Carlo Gesualdo, Prince de Venosa, naquit dans l’une des plus riches familles de l’Italie du Sud. Voici une première énigme. La profession de musicien était alors considérée comme très inférieure au noble statut de Gesualdo ; pourtant il passa sa vie en compagnie de musiciens, à étudier la musique et à publier ses propres œuvres en les signant de son nom. Pourquoi ? Les musiciens de l’époque éditaient leur musique pour en tirer de l’argent, mais Gesualdo n’en avait pas besoin. Le fit-il pour la postérité ? C’est là un concept très moderne. La musique de l’époque était écrite pour un usage immédiat, pas pour la conservation, et cependant Gesualdo publia ses madrigaux dans leur intégralité.

Les motets donnent à voir une autre facette importante du personnage. Carlo n’était pas le premier, mais le second fils des Gesualdo ; selon la tradition de la noblesse italienne de l’époque, son destin était donc de servir l’Église. Et pas à un moindre niveau : sa famille était depuis longtemps liée aux plus hauts échelons de la hiérarchie ecclésiastique, et son oncle n’était autre que le cardinal Carlo Borromeo. Mais lorsque son frère aîné mourut à l’âge de dix-huit ans, la vie de Carlo dut être réinventée en toute hâte. Après avoir été formé au service de l’Église, voilà qu’il devait hériter de l’une des plus grandes fortunes d’Italie et qu’en tant que futur chef de famille, sa nouvelle et plus haute responsabilité était à présent d’offrir un successeur à la dynastie des Gesualdo. On s’empressa de le marier à une jeune et très belle veuve, Maria d’Avalos – un mariage voué à une fin tragique et violente, avec le meurtre de Maria par son jeune époux. Les circonstances de sa mort et son infidélité flagrante deviendraient une affaire célèbre dans toute l’Italie du Sud, mais Gesualdo ne fut jamais condamné. En tant que noble, marié à une femme ouvertement adultère, la cour considérait que seules deux options s’offraient à lui : vivre en mari trompé (une humiliation inimaginable pour un noble de son rang), ou bien agir... Le meurtre de sa femme, sans être pour autant excusé, était considéré comme la seule action possible pour préserver sa dignité personnelle et la réputation familiale. Quelque terrible qu’ait été l’acte, ce n’était donc pas le fait d’un fou mais plutôt une décision calculée, rendue nécessaire par son statut. Penser que ce soit cela qui l’ait amené à écrire une musique extrême et harmoniquement audacieuse, voir même démente, est une idée fausse. La musique de Gesualdo est, en grande partie, hautement traditionnelle, et ses moments de chromatisme extrême représentent l’apothéose d’un mouvement musical déjà présent à Ferrare de nombreuses années auparavant.

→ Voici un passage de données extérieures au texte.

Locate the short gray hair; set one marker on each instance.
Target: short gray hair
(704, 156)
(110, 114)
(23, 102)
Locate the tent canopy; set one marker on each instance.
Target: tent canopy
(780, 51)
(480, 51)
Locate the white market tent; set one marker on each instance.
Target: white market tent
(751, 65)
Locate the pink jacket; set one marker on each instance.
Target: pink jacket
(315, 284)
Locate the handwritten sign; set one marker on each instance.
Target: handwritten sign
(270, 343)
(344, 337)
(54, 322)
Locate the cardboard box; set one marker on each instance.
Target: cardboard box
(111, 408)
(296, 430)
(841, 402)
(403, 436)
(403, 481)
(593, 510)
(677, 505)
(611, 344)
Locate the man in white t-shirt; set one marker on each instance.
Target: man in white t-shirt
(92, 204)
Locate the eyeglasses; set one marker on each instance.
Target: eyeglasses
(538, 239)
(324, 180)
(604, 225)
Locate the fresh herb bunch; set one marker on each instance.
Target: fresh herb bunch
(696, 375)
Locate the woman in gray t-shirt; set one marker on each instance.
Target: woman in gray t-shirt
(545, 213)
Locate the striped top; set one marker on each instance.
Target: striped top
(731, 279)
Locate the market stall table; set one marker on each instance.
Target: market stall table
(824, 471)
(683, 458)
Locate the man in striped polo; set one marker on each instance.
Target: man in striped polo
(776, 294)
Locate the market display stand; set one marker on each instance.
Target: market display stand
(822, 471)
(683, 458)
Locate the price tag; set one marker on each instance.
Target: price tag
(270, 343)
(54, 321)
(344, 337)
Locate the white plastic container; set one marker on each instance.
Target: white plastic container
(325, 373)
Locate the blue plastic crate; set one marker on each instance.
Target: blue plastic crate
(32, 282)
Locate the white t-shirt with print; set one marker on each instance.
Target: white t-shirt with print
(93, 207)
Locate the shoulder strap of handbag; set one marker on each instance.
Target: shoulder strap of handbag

J’ai façonné notre programme afin de donner à entendre le développement musical de Gesualdo, de l’ambitieux jeune Napolitain au compositeur virtuose et accompli de Ferrare. Nous entendrons des extraits tirés de chacun de ses six livres de madrigaux, entrecroisés de motets publiés en 1603. C’est une sélection de quelques-unes des plus belles pages de musique de l’époque, parfois étranges, passionnées, expressives, mais jamais insensées. Car Gesualdo mérite qu’on se souvienne de lui pour la beauté de sa musique, plus que pour sa jeunesse violente.